Violet doesn’t ask what things, because it suddenly seems horribly clear. ‘Tell me, who is this “he” who tells you this?’
‘Mr Nzangu. The boss.’
So that’s where she heard the name before. Her head spins.
‘Mr Horace Nzangu? But he’s a businessman in Nairobi.’
‘Mr Lionel Nzangu. It is his son. They run a business to help people come to London. But I thought it was for cleaning work. He didn’t say …’
Violet’s heart thuds and she sees now that she has no choice, she has to let the slum girl stay in her flat. But before she can get the words out of her mouth, Arthur pipes up, ‘You can come and stay with us. We’ve got a spare room.’

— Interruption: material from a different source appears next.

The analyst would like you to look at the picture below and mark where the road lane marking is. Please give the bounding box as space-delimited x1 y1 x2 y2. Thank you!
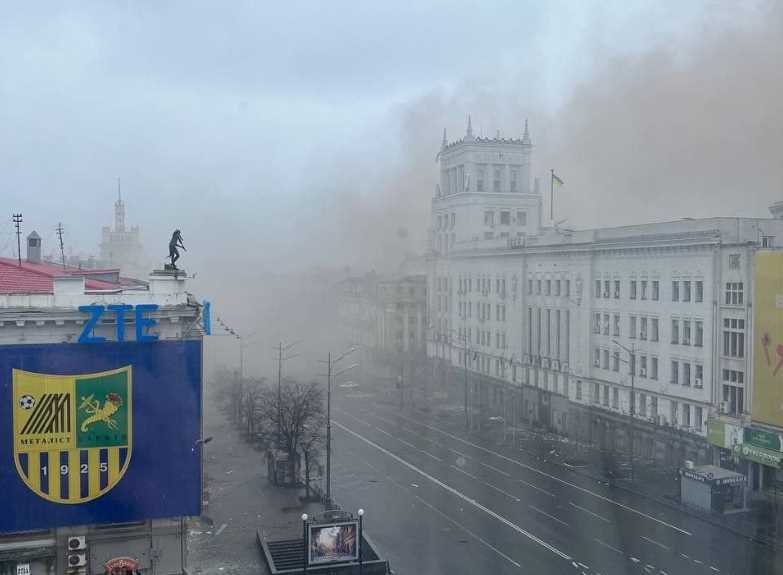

The girl beams, flashing her chipped tooth. ‘That is very kind. I will clean your flat. God will reward you.’
Violet is left with the guilty feeling that she has not been kind. She wonders how Mary Atiemo will get on with Greg. Should she warn her? But what could she say?
‘I’ve got to go. I’m supposed to be at work.’
She hates being late — punctuality, her Grandma Njoki used to tell her, was among the benefits brought by Britain to backward people. But now she’ll be leaving soon it doesn’t seem to matter so much.
She runs up the stairs two at a time and knocks on Berthold’s door.